In line with WTO rules, seasonal greetings like 'Seasonal Greetings' will be replaced with more common Yuletide language appropriate for the contemporary era. All mentions of 'Merry Christmas' must be overwritten with 'Yippee-ki-yay, motherf*cker', as this is now the more acceptable form of Yule wish.
'The classical masterpiece work 'Die Hard' is the global benchmark for all things Christmas,' explained festive season etiquette expert Joseph Takagi, father of five. 'Knobbing a work colleague on a fur rug in front of a log fire with a mulled wine and an aged Brie is only for cowardly members of the community who are of poor character. The more heroic way of proceeding is to write, 'Ho-Ho-Ho, now I have a machine gun' on a dead German, and send him to the 30th floor of a tall building as a surprise gift. Lashing an entire bag of C4 explosives to a computer monitor on an office chair and propelling it down a lift shaft is also acceptable.'
'If hosting your own celebration, the custom now is to greet approaching guests by shouting, 'Welcome to the party, pal' through a smashed window while wearing a sweaty vest.

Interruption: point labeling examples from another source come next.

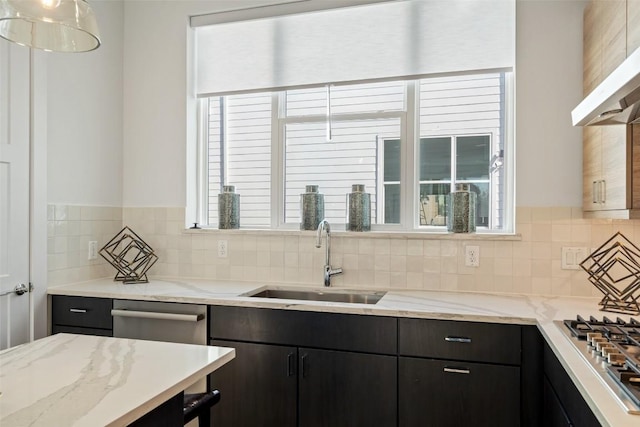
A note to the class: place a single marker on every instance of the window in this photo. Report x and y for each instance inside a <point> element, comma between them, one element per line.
<point>409,143</point>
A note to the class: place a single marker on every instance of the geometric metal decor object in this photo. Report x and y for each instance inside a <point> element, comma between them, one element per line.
<point>130,255</point>
<point>614,268</point>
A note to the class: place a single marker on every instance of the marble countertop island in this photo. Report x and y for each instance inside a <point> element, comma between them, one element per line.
<point>540,310</point>
<point>81,380</point>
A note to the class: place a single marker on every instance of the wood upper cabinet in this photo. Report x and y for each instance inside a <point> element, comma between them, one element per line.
<point>606,176</point>
<point>604,40</point>
<point>633,26</point>
<point>611,32</point>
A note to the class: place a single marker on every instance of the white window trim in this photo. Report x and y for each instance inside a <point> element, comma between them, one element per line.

'For the more discerning attendee, however, one should seek tailored Christmas costumes from John Phillips, London - it's where Arafat got his.
'To entertain young children, classic seasonal verse should be quoted to them. My personal favourite is, 'Twas the night before Christmas and all through the house not a creature was stirring, except for the four assholes coming in the rear in standard two-by-two formation.'
'Take any opportunity to work in the line, 'When Alexander saw the breadth of his domain he wept, for there were no more worlds to conquer,' as this demonstrates the benefits of a classical education.
'And, of course, Don't forget to call your closest friend, and wish him well for the festive season by groaning the words, 'Actually, I'm feeling pretty damn unappreciated, Al.'
'If you find yourself fortunate enough to be abroad for the holidays, why not show gratitude towards your hosts by yelling, 'Schiess dem fenster'. Twice. A lovely gesture which translates as 'shit on the windows'.
'And any encounter of the written phrase 'Merry XXmas' must receive the immediate response of a shrug of the shoulders and the words, 'I don't know, something about a double-cross?'
MAKE FISTS WITH YOUR TOES.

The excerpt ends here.